We breathe water, wear sunblock. We are immortal.

At Lincoln Center the slow dancers of autumn
Step high over the hot coals of history,
Forgetting everything but old songs, calling
For someone to watch over them.

These days, the survivors of the sixties
Bundle guilt like kindling in their arms.
Their children fan the flames—they get jobs
If they can, marry. Otherwise, bleak apartments.

A man bearing a skull is the symbol of theater.
Our man carried his in a lunchbox.
Each of us drinks from the skulls of ancestors,
Swallowing hues of language, crushing the empties.

Sticks and stones can break my bones
But newspapers swell and rot in the gut.
Our hearts beat time to the doomsday clock
Our leaders have shut in a vault. We work alone.

A cop walks in the footprints of Los Angeles, saying
Nothing to see here. Graffiti runs like mascara.
Bullet holes like acne scars on proud, blind buildings.
He taught her to dance on the Hollywood Freeway.

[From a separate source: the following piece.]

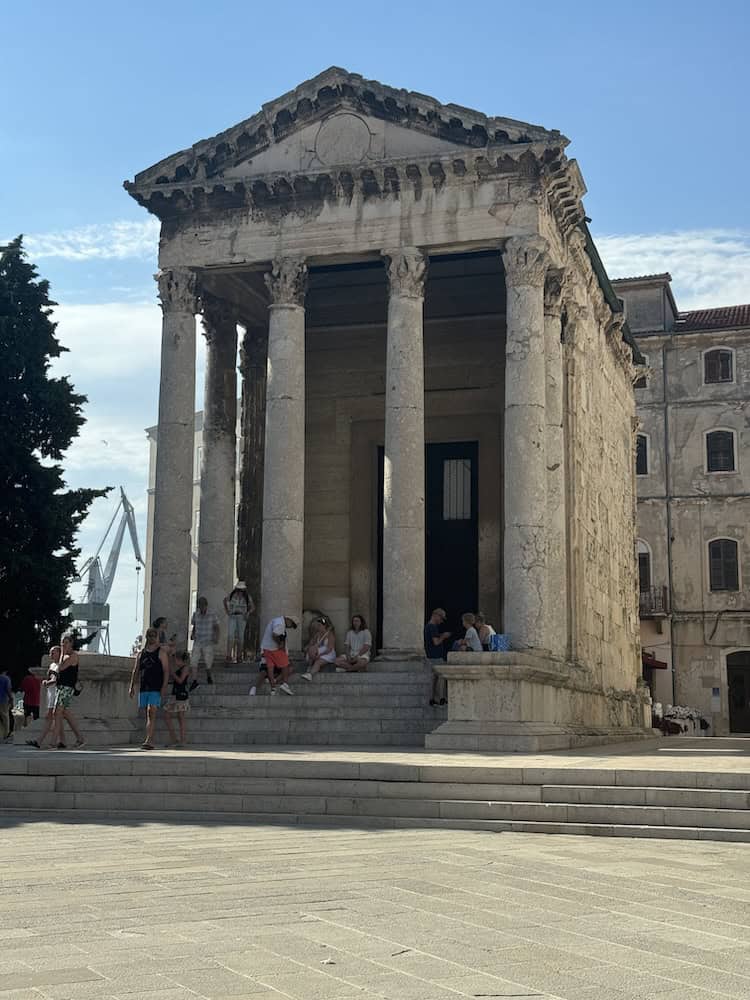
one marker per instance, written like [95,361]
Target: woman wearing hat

Children are obsolete. It's in all the papers.
There's a plan to send the unborn to Antarctica—
They'd be happier there. The unspoiled world
Counts the days to millennium. Tag, cry some children, you're it.

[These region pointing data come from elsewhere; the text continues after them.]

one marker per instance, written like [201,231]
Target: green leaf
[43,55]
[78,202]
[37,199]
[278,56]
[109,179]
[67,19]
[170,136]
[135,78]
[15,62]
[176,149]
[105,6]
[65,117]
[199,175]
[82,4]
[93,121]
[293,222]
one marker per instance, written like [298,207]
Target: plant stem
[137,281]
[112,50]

She was taught to fear penetration but did not.
A woman knows every secret of blood.
Giver her a mask, rubber gloves, and she will carve an empire.
The flesh of men is eager.

God is a Jew. God is African. God
Has no face. God is a sunup. God
eats your pain. God lost his glasses. God
Is in our way. There is no God but God. God.

You can see the Great Wall from space.
Venus winks out like a naked eye.
They dance beneath the stars on a winter night.
Her breath turns to snow in her lover's beard.

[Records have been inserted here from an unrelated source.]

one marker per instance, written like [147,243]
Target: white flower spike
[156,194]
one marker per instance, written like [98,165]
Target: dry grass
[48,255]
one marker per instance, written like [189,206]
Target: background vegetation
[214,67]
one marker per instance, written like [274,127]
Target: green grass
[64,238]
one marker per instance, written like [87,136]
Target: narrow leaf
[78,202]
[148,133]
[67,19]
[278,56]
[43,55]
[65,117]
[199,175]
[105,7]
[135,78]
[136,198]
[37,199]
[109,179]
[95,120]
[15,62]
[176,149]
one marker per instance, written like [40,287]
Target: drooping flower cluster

They do not speak. Whirling like planets, he cradles
The small of her back, her lumbar soul.
She finds herself in his eyes and is afraid.
Blood and bone. Blood and bone.

He frowns like Abraham, she laughs like Sarah.
Almost unwilling, she pulls up near his ear.
I'll love you forever. It rises up from her womb,
Out her throat, past her lips and into him. I'll love you forever.

The city falters around them. Men with two first names
Listen for their mothers. Women with powerful arms
Cling tightly to their fathers. The animals are loose
In the cathedral. The crypt fills with walking bones.

Dance, America. Dance for your lost sons.
Dance for your virgin daughters. Jitterbug,
Foxtrot, waltz and waltz. Dance for the end
Of the war. Of the wedding. Of the millennium.

Where did the time go? It's still here.
Golf balls pause in flight. Neither on nor off is the light.
Geometry rattles its chain under the St. Louis arch.
Cigarettes and coffee are the flying buttresses of the soul.

They are kissing at last, tasting water and earth,
Swaying in the ruins of the World Trade Center.
Bach and Mozart, Mozart and Bach. Beautiful,
he whispers, and she reaches for her revolver.

City of immigrants, city of need.
A woman goes from hospital to hospital, crying Where?
The dead work the cracks like the beggars work corners,
Rattling the coins of their lives in a cup. Still here.

Easy words pulse in the swan of his throat.
Sing me a new song, she says. He croons,
You are my sunshine—your pain is mine—your children
Are my children
. She says, I've heard it.

I'd give up poetry for one wink from love.
Love's theocrat sings "Stand By Your Man",
Encores with "You Can't Always Get What You Want."
Every messiah and prophet sings "Stand By Me".

Who needs love in St. Petersburg? In Montana?
Who needs anything but for winter to end.
Your kisses are mortal as mistletoe.
For how many years will you miss me? How many minutes?

Every ending hits the brick wall of joy.
We leave to our lovers what words remain.
They choose weapons and icons—they face off
Over the reservoir. Their eyes—time's rifle—unblinking.